In the more casual social group context, individual dancers may choose to dance "alone", improvising in response to the music or copying dancers around them.

== Depictions in film ==
- 1925: Actress Bessie Love dances the Charleston in the film The King on Main Street.
- 1926: In the film The Song and Dance Man Bessie Love performed the Charleston.
- 1926: Santos Casani and Josie Lennard performed the dance in a short film The Flat Charleston recorded with the DeForest Phonofilm sound-on-film system, and released in December 1926.
- 1927: The 15 March 1927 film footage of Santos Casani and Josie Lennard dancing the Charleston on the roof of a London taxi was one of the era's notable publicity stunts. The film was shot by Pathé News at Kingsway in London.
- 1927: Ruth Hanson and Rigmor S. Hanson performed in a short film The Flat Charleston, produced by Ruth and released in December 1927 in theaters in Reykjavík, Iceland.
- 1927: Sur un air de Charleston, a short film made by Jean Renoir featuring Johnny Hudgins and Catherine Hessling.
- 1928: The film Our Dancing Daughters famously features Joan Crawford solo-dancing the Charleston.
- 1946: The film It's a Wonderful Life features a Charleston contest that ends with the floor retracting and contestants falling into a swimming pool. The scene was filmed at the "Swim Gym" at Beverly Hills High School.
- 1952: In the film Singin' in the Rain, the dance is mentioned and briefly performed by Cosmo Brown when characters are discussing how to turn the in-universe film The Dueling Cavalier into a musical with "modern" (for 1927) dance numbers. The dance and rhythm are also featured in segments of two of the film's dance numbers, All I Do Is Dream Of You and Good Morning.

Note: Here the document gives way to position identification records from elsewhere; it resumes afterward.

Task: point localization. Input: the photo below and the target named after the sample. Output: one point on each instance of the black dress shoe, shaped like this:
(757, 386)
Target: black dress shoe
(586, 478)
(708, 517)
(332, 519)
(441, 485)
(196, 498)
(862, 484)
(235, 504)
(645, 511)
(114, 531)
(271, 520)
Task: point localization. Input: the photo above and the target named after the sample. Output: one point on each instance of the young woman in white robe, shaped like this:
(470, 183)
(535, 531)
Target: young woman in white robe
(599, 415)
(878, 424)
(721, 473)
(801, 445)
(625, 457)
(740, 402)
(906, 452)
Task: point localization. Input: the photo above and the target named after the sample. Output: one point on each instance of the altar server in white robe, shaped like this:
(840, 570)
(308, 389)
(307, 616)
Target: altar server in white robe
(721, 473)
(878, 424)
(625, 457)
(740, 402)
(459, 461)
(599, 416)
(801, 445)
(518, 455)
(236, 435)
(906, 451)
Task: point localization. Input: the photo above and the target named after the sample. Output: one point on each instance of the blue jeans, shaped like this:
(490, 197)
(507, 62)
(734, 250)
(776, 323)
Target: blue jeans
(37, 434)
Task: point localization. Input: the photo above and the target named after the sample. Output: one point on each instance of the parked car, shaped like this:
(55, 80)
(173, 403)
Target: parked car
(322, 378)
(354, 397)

- 1974: In the film The Great Gatsby, set in 1922, there were several parties with jazz bands and guests danced the Charleston.
- 1980: In the film The Stunt Man, during shooting a movie about WWI, the stuntman dances the Charleston on an airplane's wing, performing the director's idea of "something outrageous".
- In the 2011 film Damsels in Distress, a college student (played by Greta Gerwig) erroneously attributes the dance to man with the surname Charleston during an academic review.
- 2013: The 2013 film The Great Gatsby, like the 1974 adaptation, also features several scenes where guests dance the Charleston.